American actress (1921–2014)

Karen X. Gaylord (born Jane Goerner; August 29, 1921 – August 1, 2014) was an American actress and a Miss Minnesota state pageant winner.

==Early years==
The daughter of W. C. and Marie Goerner, Gaylord was born Jane Goerner on August 29, 1921. She was born in Milwaukee, Wisconsin but grew up in Minneapolis and lived in Devils Lake, North Dakota, for three years. She attended West High School in Minneapolis and a junior college in North Dakota. She worked at a bank in Minneapolis and won the Miss Minnesota title in 1942.

==Career==
One of the Miss Minnesota judges was Harry Conover, and after she won that title he hired her to work in his modeling agency in New York.

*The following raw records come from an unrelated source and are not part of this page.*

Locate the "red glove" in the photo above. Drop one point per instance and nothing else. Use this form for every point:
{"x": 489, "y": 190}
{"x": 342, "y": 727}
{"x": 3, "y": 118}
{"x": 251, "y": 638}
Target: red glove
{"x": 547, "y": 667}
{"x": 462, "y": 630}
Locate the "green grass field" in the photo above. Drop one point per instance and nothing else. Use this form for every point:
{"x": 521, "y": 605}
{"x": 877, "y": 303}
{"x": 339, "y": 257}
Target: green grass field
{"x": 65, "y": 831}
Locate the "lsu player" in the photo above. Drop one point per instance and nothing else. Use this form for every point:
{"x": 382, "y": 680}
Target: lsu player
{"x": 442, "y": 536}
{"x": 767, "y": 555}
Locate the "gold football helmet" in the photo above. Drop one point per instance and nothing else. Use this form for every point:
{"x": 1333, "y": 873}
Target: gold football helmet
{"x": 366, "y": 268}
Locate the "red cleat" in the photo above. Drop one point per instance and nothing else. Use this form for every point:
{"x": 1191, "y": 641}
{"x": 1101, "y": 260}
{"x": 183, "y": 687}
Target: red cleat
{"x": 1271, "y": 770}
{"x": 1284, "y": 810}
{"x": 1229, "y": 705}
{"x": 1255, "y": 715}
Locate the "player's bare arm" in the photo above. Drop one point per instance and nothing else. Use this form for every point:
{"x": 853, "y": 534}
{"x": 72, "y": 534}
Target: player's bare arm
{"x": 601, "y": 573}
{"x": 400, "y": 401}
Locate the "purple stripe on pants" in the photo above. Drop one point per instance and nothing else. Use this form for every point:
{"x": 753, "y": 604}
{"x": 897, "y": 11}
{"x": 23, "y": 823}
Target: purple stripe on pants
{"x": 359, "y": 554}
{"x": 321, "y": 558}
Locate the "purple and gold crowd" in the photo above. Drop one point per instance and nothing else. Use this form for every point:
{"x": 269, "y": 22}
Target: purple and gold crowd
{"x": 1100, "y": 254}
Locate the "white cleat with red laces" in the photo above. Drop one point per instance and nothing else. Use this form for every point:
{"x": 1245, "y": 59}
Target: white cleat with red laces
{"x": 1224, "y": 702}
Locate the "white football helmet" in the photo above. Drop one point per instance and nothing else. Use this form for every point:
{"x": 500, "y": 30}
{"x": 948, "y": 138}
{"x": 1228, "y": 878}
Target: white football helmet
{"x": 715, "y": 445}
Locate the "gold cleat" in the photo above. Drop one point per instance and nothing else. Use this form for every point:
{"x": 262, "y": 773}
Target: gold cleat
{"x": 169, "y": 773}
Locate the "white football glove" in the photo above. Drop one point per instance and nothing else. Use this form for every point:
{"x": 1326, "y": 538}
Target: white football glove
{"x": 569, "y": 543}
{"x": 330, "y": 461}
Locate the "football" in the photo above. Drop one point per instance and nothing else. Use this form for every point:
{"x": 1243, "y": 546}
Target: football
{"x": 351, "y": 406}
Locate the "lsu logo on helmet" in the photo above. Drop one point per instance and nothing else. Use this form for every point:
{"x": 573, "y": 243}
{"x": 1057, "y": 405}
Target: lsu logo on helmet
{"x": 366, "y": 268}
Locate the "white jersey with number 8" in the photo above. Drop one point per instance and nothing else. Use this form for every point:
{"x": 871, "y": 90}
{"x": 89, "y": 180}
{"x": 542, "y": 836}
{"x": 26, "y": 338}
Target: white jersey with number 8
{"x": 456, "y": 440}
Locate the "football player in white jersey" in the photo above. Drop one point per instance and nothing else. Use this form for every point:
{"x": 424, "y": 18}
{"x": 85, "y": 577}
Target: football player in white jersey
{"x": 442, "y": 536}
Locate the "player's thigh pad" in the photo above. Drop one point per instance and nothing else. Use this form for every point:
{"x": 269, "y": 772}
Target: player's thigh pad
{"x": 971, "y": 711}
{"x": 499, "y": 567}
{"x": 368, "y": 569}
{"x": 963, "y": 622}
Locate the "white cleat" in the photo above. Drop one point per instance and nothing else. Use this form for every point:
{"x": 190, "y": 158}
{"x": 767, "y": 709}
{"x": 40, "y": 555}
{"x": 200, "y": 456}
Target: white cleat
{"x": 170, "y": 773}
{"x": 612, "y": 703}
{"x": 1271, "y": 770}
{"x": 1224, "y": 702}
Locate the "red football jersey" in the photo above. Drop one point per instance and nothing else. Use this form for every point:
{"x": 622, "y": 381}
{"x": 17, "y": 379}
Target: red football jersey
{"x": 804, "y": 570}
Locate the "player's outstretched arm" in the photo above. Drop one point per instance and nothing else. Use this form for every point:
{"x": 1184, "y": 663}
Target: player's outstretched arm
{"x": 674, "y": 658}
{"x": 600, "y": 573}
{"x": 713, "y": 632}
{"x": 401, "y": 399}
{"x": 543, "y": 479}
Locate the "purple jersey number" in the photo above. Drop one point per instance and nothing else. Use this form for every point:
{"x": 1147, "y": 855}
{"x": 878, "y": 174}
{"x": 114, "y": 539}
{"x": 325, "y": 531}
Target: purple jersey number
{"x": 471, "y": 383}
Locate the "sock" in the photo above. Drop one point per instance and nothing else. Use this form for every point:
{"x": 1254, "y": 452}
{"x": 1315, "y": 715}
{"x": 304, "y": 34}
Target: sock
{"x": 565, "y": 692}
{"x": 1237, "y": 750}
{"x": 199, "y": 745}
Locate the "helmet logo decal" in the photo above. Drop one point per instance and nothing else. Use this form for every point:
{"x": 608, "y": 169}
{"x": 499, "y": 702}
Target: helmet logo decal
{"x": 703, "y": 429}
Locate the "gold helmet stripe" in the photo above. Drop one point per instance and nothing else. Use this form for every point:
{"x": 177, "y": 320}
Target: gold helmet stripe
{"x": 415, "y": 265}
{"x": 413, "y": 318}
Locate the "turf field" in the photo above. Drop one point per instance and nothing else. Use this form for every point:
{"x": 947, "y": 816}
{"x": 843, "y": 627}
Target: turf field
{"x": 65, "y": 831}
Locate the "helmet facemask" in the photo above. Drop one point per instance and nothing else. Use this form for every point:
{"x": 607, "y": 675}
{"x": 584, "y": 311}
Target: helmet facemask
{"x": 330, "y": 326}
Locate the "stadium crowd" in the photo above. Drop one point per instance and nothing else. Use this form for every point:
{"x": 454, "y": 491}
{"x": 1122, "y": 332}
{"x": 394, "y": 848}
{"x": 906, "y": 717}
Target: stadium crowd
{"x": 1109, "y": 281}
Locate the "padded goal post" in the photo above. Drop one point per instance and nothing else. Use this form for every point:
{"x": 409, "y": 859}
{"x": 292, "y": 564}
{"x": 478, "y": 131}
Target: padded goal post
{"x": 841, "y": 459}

Pictures of her appeared in many magazines, and she was featured on the cover of Liberty magazine. Gaylord was one of six models who worked in England for six weeks in 1946 while six models from there came to work in the United States for the same period in an exchange initiated by England's Lucie Clayton.

In Hollywood, Gaylord became a member of the Goldwyn Girls musical stock company. Films in which she appeared included Cover Girl (1944), Wonder Man (1945), The Kid from Brooklyn (1946), Night in Paradise (1946), The Secret Life of Walter Mitty (1947), A Song Is Born (1948), and The Girl From Jones Beach (1949).

==Personal life==
On August 15, 1948, Gaylord married Don McGuire, an actor, television writer and director. By the mid-1950s, she had retired from acting to be a homemaker. They later divorced.